Untuk seseorang yang dulu sering berjalan dan berbaur kemana-mana, walaupun masih di wilayah tanah air, bumi menjadi rumah kecil, atapnya langit, lantainya tanah yang dipijak, dan semua manusia yang ditemui adalah saudara serumah.
Makin sering bepergian, makin banyak identitas yang mulai mendinding pembatas kembali rubuh dan sesap ke dalam diri. Nampak nyata perkembangan proses mencari diri sendiri, dari butuh pengakuan manusia lain menjadi harus mengakui diri sendiri. Ada banyak pengakuan yang hanya bisa diberikan oleh Tuhan langsung, ternyata selama ini kutuntut, kucari dan kuminta pada manusia lain.

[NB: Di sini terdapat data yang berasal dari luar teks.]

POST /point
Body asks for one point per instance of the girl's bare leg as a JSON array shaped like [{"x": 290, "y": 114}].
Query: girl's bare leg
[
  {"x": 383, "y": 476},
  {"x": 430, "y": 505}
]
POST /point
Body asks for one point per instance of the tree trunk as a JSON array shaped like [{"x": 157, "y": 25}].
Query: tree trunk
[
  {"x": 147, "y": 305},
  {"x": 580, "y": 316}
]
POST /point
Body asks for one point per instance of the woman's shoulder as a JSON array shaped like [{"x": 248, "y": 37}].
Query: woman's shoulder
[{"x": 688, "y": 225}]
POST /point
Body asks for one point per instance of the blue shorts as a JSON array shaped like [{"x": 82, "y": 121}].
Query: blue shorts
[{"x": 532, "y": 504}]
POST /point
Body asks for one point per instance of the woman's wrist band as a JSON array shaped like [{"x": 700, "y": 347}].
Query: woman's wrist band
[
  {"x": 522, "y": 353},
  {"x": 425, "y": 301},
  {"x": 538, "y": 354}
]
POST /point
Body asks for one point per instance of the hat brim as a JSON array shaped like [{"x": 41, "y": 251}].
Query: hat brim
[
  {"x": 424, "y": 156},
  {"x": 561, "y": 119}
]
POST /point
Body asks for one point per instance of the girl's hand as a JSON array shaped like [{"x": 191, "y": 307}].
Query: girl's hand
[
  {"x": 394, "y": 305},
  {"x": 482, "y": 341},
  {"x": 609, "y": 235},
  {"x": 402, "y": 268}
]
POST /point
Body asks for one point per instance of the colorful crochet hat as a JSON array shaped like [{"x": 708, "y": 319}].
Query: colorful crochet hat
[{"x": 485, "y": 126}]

Dalam bilik yang bernama Indonesia di rumah besar Bumi, di antara saudara seibu pertiwi, kutemukan betapa banyak salah kaprah terhadap identitas dan entitas. Tuntutanku agar orang lain menerima perbedaan ternyata ciri diriku sendiri belum mampu menerima aku dan tiap orang berbeda, bahwa setiap pribadi ditakdirkan lahir di lingkungan suku dan budaya yang berbeda dengan yang lain.
Zaman berubah, berjalan tak harus lagi melangkahkan kaki, dengan internet pikiran keliling dunia. Bumi benar-benar rumah kecil, tak hanya seatap dengan sesama manusia tapi juga seluruh makhluk dan ciptaan lain. Makin banyak dinding identitas yang rontok.

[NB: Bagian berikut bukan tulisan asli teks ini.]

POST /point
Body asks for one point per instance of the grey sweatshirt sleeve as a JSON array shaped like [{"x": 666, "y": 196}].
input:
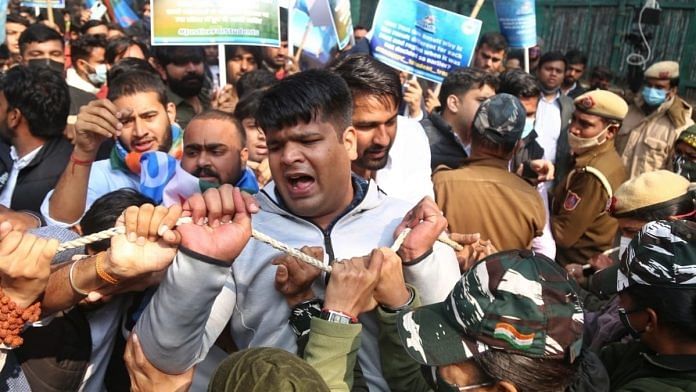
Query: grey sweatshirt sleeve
[
  {"x": 177, "y": 329},
  {"x": 435, "y": 276}
]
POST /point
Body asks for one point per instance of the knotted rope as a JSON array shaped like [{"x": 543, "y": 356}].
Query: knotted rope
[{"x": 257, "y": 235}]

Kemuhammadiyahan yang kental dari ibu dan bapak lebur dengan seloroh cerdas kaum Nadhliyyin. Pengantar tasawuf dari mendiang guru mengaji, buku karya imam Al Ghazali dan Buya Hamka bersalaman dan berpelukan dengan kitab-kitab ulama Salaf, menyaksikan kekayaan cara mengungkapkan cinta kepada Tuhan.
Identitas keislamanku bertemu kearifan Buddha dan Hindu di Ubud. Berpelukan dengan cinta kasih pengikut Kristus ketika seorang biarawati terjatuh di eskalator bandara karena berusaha meraih boarding pass yang terlepas dari tanganku. Islam yang agama akal mau dan mampu berdialog dengan kaum Atheis. Saya benar-benar merasa menemukan bilik-bilik kecil penuh kedamaian dan cinta dalam satu rumah riuh bernama Bumi.
Ternyata beragam identitas yang selama ini kujadikan baju dan dinding pembatas, lebih bermanfaat untuk diri sendiri dan sesama ketika menjadi lentera dalam diri yang menerangi laku.
Di internet bertemu virtual dengan orang-orang yang berpendar lebih terang, lebih sejuk dan lebih damai dengan cahaya yang spektrumnya berasal dari kitab-kitab yang juga pernah kubaca, salah satunya kitab Al-Hikam karya Ibnu Ataillah Radiyallahu Anhu.
Alinea pertama hingga sebelum ini bisa kutuliskan setelah mengaji pada spektrum mendiang KH. Hasyim Muzadi, tulisan-tulisan dan tafsirannya pada cahaya Ilahiah yang berpendar lewat kitab Al-Hikam. Selamat jalan Kyai.